In Amazon's form 8-K report filed with the U.S. Securities and Exchange Commission (SEC), the company highlighted multiple new AWS cloud service introductions in the quarter, including AWS Ground Station, which enables organizations to manage and control satellite data, using a network of managed ground station antennas.
Also of note, Amazon Managed Blockchain became available in the second quarter, providing AWS customers with a blockchain service that supports a number of open-source frameworks, including Ethereum and the Linux Foundation's Hyperledger Fabric.
Security was also an area of focus for AWS during the second quarter, with a number of new services becoming generally available. Among them is AWS Control Tower, which provides governance and compliance features to help organizations control cloud operations. The AWS Security Hub is another new service that can help with compliance, by aggregating security intelligence and data from other AWS cloud services as well as partner technologies.
The Amazon Managed Streaming for Apache Kafka (Amazon MSK) also reached general availability in the second quarter. Amazon MSK enables users to migrate their existing on-premises Kafka streaming services into the cloud.
Where AWS Is Growing
While AWS is adding multiple new services, Olsavsky specifically called out the public cloud vendor's growth from machine learning.
"We're seeing a lot of increased adoption of machine learning services, especially Amazon Sage Maker," he said. "We've had tens of thousands of customers who are now using AWS machine learning services, and we'll continue to innovate on behalf of those customers."

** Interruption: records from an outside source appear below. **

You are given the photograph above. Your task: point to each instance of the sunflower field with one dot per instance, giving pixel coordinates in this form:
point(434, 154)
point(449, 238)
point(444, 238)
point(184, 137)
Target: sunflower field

Database is also an area of growth for AWS. According to the form 8-K filing, since launching in 2016, the number of databases migrated to AWS using the AWS Database Migration Service has grown to more than 150,000 databases.
"Database is also a multibillion-dollar business propelled by Aurora," Olsavsky said. "So we're seeing a lot of strength."
Amazon Aurora has been positioned by AWS as an alternate to Oracle's namesake database. Aurora is a managed relational database that integrates and automated common database management tasks.
Amazon isn't just growing its technology base either, it's also growing its headcount, in an effort to further accelerate AWS.
"We're continuing to add to our AWS sales and marketing teams," Olsavsky said. "We see great opportunity there to help customers engage with our services and migrate to our products."